24日は国立能楽堂へ。能楽堂に入る前に珍しく目白周辺を歩いてみた。近くには椿山荘とか雑司が谷鬼子母神などの名所もあるが、大正7年に鈴木三重吉などによって創刊された子供のための文芸雑誌「赤い鳥」の発行所あとの「赤鳥庵」を含む庭園が「目白庭園」として公開されているそうで、そこを見てきた。


目白庭園 入り口


 赤鳥庵



ここにはには何故か男性が多い。


男はつらいよ


女性は優雅にお茶の会。  赤鳥庵の座敷で。




 おまけ、  JR目白駅



 目白から国立能楽堂 師匠の会へ。




狂言 「伊文字」 
 シテ 山本東次郎
喜多流 能 「求塚」
 シテ 友枝昭世
 ワキ 宝生 閑 
 大鼓 柿原崇志 小鼓 鵜沢洋太郎 笛 一噌仙幸


「狂言」は東次郎さんのいい声とお客さんのクスクス笑いを子守唄に、いつもの通り気持よく眠る。
贅沢な居眠りだ。
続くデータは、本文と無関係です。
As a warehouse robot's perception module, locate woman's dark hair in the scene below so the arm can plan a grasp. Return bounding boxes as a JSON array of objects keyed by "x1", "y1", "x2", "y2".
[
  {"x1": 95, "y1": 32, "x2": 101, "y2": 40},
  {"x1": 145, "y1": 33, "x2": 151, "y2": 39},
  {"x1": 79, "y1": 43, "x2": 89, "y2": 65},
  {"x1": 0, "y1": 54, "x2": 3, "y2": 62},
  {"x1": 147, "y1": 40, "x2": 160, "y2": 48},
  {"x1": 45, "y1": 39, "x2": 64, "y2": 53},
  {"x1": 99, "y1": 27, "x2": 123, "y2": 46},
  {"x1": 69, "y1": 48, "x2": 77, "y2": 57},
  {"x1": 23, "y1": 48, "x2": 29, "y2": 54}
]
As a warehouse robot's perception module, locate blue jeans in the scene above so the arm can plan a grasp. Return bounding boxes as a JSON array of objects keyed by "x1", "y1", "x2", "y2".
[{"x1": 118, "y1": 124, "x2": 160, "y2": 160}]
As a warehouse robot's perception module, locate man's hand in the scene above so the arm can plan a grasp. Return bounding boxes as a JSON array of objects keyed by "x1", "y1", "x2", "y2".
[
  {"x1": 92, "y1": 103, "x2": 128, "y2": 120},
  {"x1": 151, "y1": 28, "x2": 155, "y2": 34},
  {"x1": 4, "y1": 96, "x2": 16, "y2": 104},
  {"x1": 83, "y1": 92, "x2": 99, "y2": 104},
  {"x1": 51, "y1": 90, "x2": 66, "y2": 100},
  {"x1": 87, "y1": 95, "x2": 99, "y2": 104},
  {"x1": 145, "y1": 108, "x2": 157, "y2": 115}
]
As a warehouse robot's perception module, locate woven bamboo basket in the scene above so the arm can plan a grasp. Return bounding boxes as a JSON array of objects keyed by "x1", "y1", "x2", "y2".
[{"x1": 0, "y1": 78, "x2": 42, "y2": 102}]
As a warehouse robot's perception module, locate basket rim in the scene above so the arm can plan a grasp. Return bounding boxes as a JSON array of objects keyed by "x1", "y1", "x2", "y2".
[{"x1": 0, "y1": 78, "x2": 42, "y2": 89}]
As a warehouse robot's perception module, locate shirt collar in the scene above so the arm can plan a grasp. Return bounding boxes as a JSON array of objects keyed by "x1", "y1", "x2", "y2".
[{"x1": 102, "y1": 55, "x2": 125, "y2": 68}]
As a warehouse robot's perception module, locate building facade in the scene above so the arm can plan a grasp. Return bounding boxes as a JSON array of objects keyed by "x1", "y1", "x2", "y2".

極楽!

「求塚」 若い女性が二人の男に恋い慕われたために、地獄の苦しみに責められるという、今では信じられない物語。世阿弥作と伝えられる。岩波の古典文学全集では父の観阿弥作をとっている。シロートにはどっちでもいい。
 前場はシテ、シテツレ2人の早春の若菜摘みの綺麗な叙景。ツレの2人が退場して、残ったシテがワキに塚の謂れを語るところから雰囲気がガラッとかわる。何かが起こりそうな予感のまま、シテは塚の中に入る。
後場は塚のいわれを述べるアイの語り、それを聞いたワキの読経があって、塚の覆いが外され、痩女の面をかけた後シテがあらわれる。朗々たる地謡と、名人そろいの囃子、そして人間国宝 閑さんの飄々たる科白まわしに支えられ、痩女のアトシテは、全体として重い雰囲気を漂わせ、時に激しく責められる苦しみを演ずる。シテの舞いも動きもないが、それでいて緊張感の張り詰めた2時間だった。演技が終わり演者が退場するまで見所にはしわぶき一つなし。みんな演技に惹き付けられたのだろう。師匠の演能はいつも何かを与えてくれる。まさに当代の名人だ。